Per comprendere fino in fondo quel dolore dobbiamo imparare ad ascoltare le voci che urlano l’indignazione e che chiedono verità, così come lasciarci interrogare in profondità dai silenzi di chi deve proteggersi persino dall’accusa velata di essere un disturbo per la “quiete sociale”.
Ieri Filomena ha osato, ancora una volta, recitare il suo rosario di giustizia, la sua preghiera di una donna di fede, che non vuole perderla quella fede. E lo dice con tutta la sua forza interiore e la sua dignità: non fatemi perdere la fede.
Ed è allora in nome di questa richiesta che pensiamo sia necessario assumere un impegno. Quello di trasformare questa vicenda dolorosa in una opportunità di crescita civile. Una presa di coscienza collettiva, che si traduca nella capacità di saper scegliere da che parte stare e nella rinuncia a difese corporative o di comodo, spesso causa della negazione di diritti e verità.
Rita Atria, la giovane testimone di giustizia che si tolse la vita dopo la morte di Paolo Borsellino, scrisse parole molto profonde: “Prima di combattere la mafia devi farti un auto-esame di coscienza e poi, dopo aver sconfitto la mafia dentro di te, puoi combattere la mafia che c'è nel giro dei tuoi amici, la mafia siamo noi e il nostro modo sbagliato di comportarci”.
Una società civile che sappia porsi come argine di fronte alle mafie, alla violenza, alla corruzione, alle ingiustizie di ogni tipo, è prima di tutto una società che sa guardare dentro i propri mali e che sa unire le proprie energie migliori per i diritti e per la giustizia sociale. Con questi obiettivi è nata Libera trent’anni fa ed è su questa strada che intendiamo continuare a camminare anche in Basilicata.
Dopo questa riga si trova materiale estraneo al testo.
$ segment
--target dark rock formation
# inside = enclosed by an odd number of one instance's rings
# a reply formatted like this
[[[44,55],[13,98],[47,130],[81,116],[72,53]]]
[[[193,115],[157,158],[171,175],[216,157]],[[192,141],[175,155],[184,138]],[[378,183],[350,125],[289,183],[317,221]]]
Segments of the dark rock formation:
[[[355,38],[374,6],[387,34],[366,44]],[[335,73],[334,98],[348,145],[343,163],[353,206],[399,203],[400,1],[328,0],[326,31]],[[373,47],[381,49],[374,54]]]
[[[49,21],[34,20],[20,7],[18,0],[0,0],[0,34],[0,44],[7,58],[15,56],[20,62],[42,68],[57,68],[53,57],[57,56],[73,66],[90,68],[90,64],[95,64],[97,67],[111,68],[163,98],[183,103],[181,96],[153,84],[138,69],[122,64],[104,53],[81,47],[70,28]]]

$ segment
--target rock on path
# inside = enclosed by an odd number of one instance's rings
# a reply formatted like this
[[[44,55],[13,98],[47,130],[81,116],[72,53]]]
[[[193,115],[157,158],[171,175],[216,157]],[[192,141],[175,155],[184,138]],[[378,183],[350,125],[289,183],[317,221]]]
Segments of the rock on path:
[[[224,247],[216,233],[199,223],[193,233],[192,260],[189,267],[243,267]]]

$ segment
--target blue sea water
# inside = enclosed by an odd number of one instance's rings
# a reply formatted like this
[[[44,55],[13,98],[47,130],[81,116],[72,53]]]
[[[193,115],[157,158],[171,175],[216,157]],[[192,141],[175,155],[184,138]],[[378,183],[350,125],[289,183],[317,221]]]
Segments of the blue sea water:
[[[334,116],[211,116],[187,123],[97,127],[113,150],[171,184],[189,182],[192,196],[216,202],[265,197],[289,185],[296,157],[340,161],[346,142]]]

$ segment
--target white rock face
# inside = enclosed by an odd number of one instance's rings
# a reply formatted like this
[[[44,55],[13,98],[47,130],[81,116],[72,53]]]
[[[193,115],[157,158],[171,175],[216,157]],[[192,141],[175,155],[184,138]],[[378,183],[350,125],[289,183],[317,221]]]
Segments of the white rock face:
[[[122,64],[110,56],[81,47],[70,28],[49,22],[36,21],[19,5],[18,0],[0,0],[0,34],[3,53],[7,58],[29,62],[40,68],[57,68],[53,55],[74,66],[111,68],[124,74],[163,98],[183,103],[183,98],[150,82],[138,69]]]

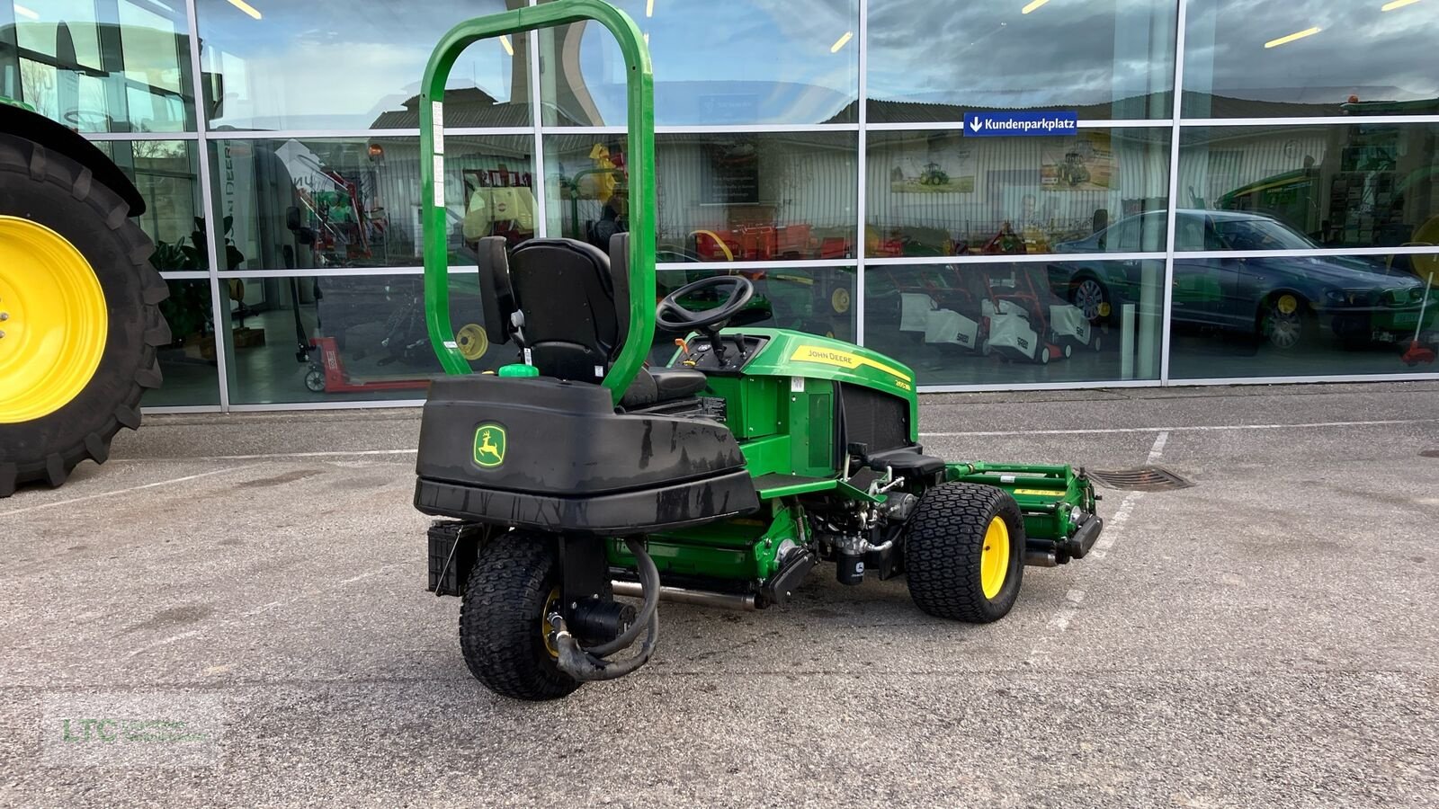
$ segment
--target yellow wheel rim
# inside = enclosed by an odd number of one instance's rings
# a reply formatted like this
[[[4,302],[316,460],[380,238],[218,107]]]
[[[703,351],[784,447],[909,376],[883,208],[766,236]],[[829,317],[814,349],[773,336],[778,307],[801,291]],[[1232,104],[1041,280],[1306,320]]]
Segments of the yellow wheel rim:
[[[996,517],[984,530],[984,550],[980,551],[980,589],[993,599],[1009,576],[1009,525]]]
[[[79,396],[108,330],[105,291],[75,245],[0,216],[0,425],[47,416]]]
[[[550,613],[560,612],[560,587],[550,590],[550,596],[544,600],[544,609],[540,610],[540,638],[544,639],[544,648],[550,652],[550,656],[560,659],[560,648],[554,645],[554,639],[550,638]]]
[[[479,324],[466,324],[455,333],[455,344],[459,347],[459,356],[466,360],[478,360],[489,351],[489,335],[485,334],[485,327]]]

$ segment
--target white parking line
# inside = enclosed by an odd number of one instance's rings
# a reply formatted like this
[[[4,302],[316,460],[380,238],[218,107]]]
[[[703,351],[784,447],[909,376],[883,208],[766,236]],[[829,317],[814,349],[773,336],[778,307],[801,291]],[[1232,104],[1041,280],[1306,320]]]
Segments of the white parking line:
[[[283,458],[345,458],[350,455],[414,455],[419,449],[327,449],[319,452],[265,452],[260,455],[196,455],[193,458],[115,458],[111,464],[157,464],[177,461],[276,461]]]
[[[1200,425],[1183,428],[1095,428],[1076,430],[973,430],[957,433],[920,433],[920,438],[970,438],[1003,435],[1114,435],[1153,432],[1222,432],[1222,430],[1292,430],[1302,428],[1373,428],[1387,425],[1429,425],[1439,419],[1384,419],[1374,422],[1309,422],[1304,425]]]
[[[124,489],[102,491],[102,492],[98,492],[98,494],[88,494],[85,497],[72,497],[69,500],[56,500],[53,502],[42,502],[39,505],[26,505],[24,508],[12,508],[10,511],[0,511],[0,517],[10,517],[13,514],[24,514],[26,511],[39,511],[42,508],[55,508],[56,505],[71,505],[73,502],[83,502],[86,500],[99,500],[102,497],[115,497],[115,495],[128,494],[128,492],[140,491],[140,489],[150,489],[150,488],[155,488],[155,487],[170,487],[170,485],[174,485],[174,484],[183,484],[186,481],[193,481],[196,478],[206,478],[206,476],[210,476],[210,475],[219,475],[220,472],[233,472],[236,469],[243,469],[243,468],[245,466],[227,466],[224,469],[210,469],[209,472],[200,472],[197,475],[186,475],[183,478],[170,478],[168,481],[155,481],[153,484],[141,484],[138,487],[130,487],[130,488],[124,488]]]

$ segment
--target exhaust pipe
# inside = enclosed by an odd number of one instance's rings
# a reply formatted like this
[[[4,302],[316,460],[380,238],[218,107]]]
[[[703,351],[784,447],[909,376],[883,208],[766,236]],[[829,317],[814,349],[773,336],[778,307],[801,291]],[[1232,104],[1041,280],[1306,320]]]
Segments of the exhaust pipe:
[[[1055,567],[1059,560],[1052,550],[1026,550],[1025,564],[1029,567]]]
[[[1030,537],[1025,543],[1025,564],[1029,567],[1055,567],[1059,564],[1059,546],[1053,540]]]
[[[610,582],[610,587],[614,590],[616,596],[627,596],[632,599],[640,599],[645,593],[643,587],[640,587],[637,582]],[[754,606],[753,595],[735,596],[731,593],[711,593],[708,590],[686,590],[685,587],[661,587],[659,600],[721,609],[738,609],[745,612],[757,609]]]

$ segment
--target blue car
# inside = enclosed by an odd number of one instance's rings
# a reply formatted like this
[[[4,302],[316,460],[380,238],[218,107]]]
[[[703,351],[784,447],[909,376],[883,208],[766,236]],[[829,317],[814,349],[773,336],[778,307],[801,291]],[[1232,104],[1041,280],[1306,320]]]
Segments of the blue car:
[[[1161,262],[1104,261],[1098,253],[1163,252],[1167,212],[1121,219],[1086,239],[1055,245],[1059,253],[1097,253],[1095,261],[1049,266],[1053,291],[1091,322],[1138,304],[1144,265],[1151,284]],[[1229,210],[1179,210],[1176,250],[1308,250],[1320,245],[1268,216]],[[1154,268],[1158,272],[1154,272]],[[1288,350],[1333,333],[1344,343],[1396,343],[1419,325],[1425,282],[1381,258],[1347,256],[1177,256],[1173,320],[1177,325],[1253,334]],[[1433,307],[1425,315],[1433,322]]]

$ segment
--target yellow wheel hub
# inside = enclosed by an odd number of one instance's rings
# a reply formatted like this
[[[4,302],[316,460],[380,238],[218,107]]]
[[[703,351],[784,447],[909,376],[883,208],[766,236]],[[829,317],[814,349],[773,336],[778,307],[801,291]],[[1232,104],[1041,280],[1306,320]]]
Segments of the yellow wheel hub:
[[[544,600],[544,609],[540,610],[540,636],[544,638],[544,648],[551,658],[560,659],[560,648],[550,638],[550,613],[554,612],[560,612],[560,587],[550,590],[550,596]]]
[[[75,245],[0,216],[0,425],[47,416],[79,396],[108,331],[105,291]]]
[[[980,589],[993,599],[1004,587],[1009,576],[1009,525],[1002,517],[990,520],[984,530],[984,550],[980,551]]]
[[[485,351],[489,351],[489,335],[485,334],[485,327],[471,322],[455,333],[455,344],[459,347],[460,357],[478,360],[485,356]]]

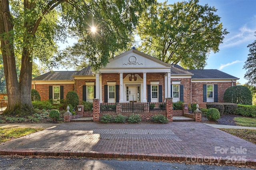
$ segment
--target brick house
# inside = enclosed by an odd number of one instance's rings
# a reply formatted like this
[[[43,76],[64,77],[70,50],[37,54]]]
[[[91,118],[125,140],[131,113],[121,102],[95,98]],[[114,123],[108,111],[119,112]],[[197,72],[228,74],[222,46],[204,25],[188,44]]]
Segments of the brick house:
[[[134,49],[110,59],[106,67],[93,73],[88,66],[80,71],[49,72],[32,80],[42,100],[64,98],[77,92],[81,103],[174,102],[198,103],[223,101],[226,89],[239,78],[217,69],[186,70]]]

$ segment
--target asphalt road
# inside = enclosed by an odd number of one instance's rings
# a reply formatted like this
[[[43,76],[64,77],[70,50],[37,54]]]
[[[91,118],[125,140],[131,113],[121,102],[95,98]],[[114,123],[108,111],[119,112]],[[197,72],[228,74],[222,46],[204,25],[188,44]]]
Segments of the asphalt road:
[[[252,167],[254,168],[254,167]],[[0,157],[1,170],[252,170],[233,166],[139,160]]]

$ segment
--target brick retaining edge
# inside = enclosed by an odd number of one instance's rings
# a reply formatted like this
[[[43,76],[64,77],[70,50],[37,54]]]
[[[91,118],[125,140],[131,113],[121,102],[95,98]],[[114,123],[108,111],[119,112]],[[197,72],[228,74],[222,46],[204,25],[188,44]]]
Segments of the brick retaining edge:
[[[256,159],[242,159],[235,160],[230,158],[194,155],[185,155],[168,154],[146,154],[144,153],[119,153],[95,151],[77,151],[34,150],[3,150],[0,151],[0,155],[18,155],[23,156],[62,156],[92,157],[94,158],[122,158],[130,159],[148,159],[149,160],[180,161],[198,163],[214,163],[256,166]]]

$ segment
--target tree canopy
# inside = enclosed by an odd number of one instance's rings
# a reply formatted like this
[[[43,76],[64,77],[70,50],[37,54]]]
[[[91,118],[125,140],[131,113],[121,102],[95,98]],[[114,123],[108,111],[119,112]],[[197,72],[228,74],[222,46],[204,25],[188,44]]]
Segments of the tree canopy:
[[[256,35],[254,36],[256,36]],[[250,53],[244,65],[243,68],[247,70],[244,78],[248,80],[249,84],[256,87],[256,40],[249,44],[247,47],[250,48]]]
[[[53,57],[58,56],[56,42],[64,42],[68,30],[85,38],[83,41],[90,52],[84,57],[88,57],[90,63],[95,68],[104,66],[110,51],[125,46],[140,14],[153,2],[0,0],[0,49],[8,96],[3,114],[33,113],[33,60],[38,59],[49,67],[56,66],[56,61],[61,59]],[[93,34],[90,31],[94,24],[97,31]],[[16,62],[20,63],[20,74],[16,71]]]
[[[144,11],[137,27],[139,50],[186,69],[203,69],[210,51],[219,51],[224,36],[214,7],[198,0],[156,3]]]

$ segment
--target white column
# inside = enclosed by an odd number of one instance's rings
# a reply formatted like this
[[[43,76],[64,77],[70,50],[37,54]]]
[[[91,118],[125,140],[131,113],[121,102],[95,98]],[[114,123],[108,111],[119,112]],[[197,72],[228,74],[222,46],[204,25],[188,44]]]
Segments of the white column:
[[[119,103],[124,103],[124,95],[123,95],[123,73],[119,73],[120,85],[119,89],[120,91],[120,99],[119,100]]]
[[[171,72],[167,73],[167,84],[168,85],[168,97],[171,97]]]
[[[147,73],[143,73],[143,102],[147,101]]]
[[[100,75],[96,73],[96,99],[100,99]]]
[[[167,80],[167,75],[164,75],[164,102],[165,99],[168,97],[168,81]]]
[[[102,76],[100,75],[100,102],[102,103]]]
La famiglia di Elisa in tutti questi anni è stata un faro per tutti noi. Il volto sorridente di Elisa non ci ha fatto dormire sonni tranquilli, la voce potente di Filomena Iemma si è alzata contro questori, magistrati, vescovi, sindaci, ha ribaltato le logiche ossequiose e melliflue, senza chiedere permesso. E questo da molti è stato vissuto come un segno di riscatto. Da altri come un’imperdonabile impudenza. Ma non possiamo dimenticare quanto questa voce abbia illuminato lo sguardo di tanti giovani, trasformando il volto di Elisa, dal giorno del suo ritrovamento, in un segno rivoluzionario di libertà e di bellezza.
Questa spaccatura sociale, e in parte generazionale, è profonda e richiede cura e impegno. Ed anche qualche atto di umiltà, che non è ancora arrivato. Mentre auspichiamo che, finalmente, sia fatta piena luce sull’intera vicenda e che tutte le responsabilità vengano, finalmente, accertate, pensiamo che sia questo il tempo di fare dei passi in avanti, atti concreti di riparazione, che non sarebbero più possibili una volta che la verità giudiziaria dovesse cristallizzare i fatti e, con essi, le responsabilità.
Preferiamo credere che il modo migliore per rispondere all’appello della mamma di Elisa sia proprio quello di ribaltare le logiche della sudditanza in cui si è sviluppata quella rete di silenzi, accondiscendenze, complicità e coperture, su cui oggi sta indagando la procura di Potenza. Questo non richiede ulteriori appelli, ma impegno e coerenza. Richiede a noi stessi la capacità di guardarci dentro e di imparare a fare, sempre, la nostra parte, a livello individuale come a livello collettivo o nei propri ambienti di lavoro. È un impegno di riscatto che ci attende, fatto di relazioni rispettose, di educazione reciproca, di sguardo profondo, ma anche di denuncia, lontano da compromessi e convenienze. È forse questa la cura che dobbiamo a noi stessi e alle nostre comunità.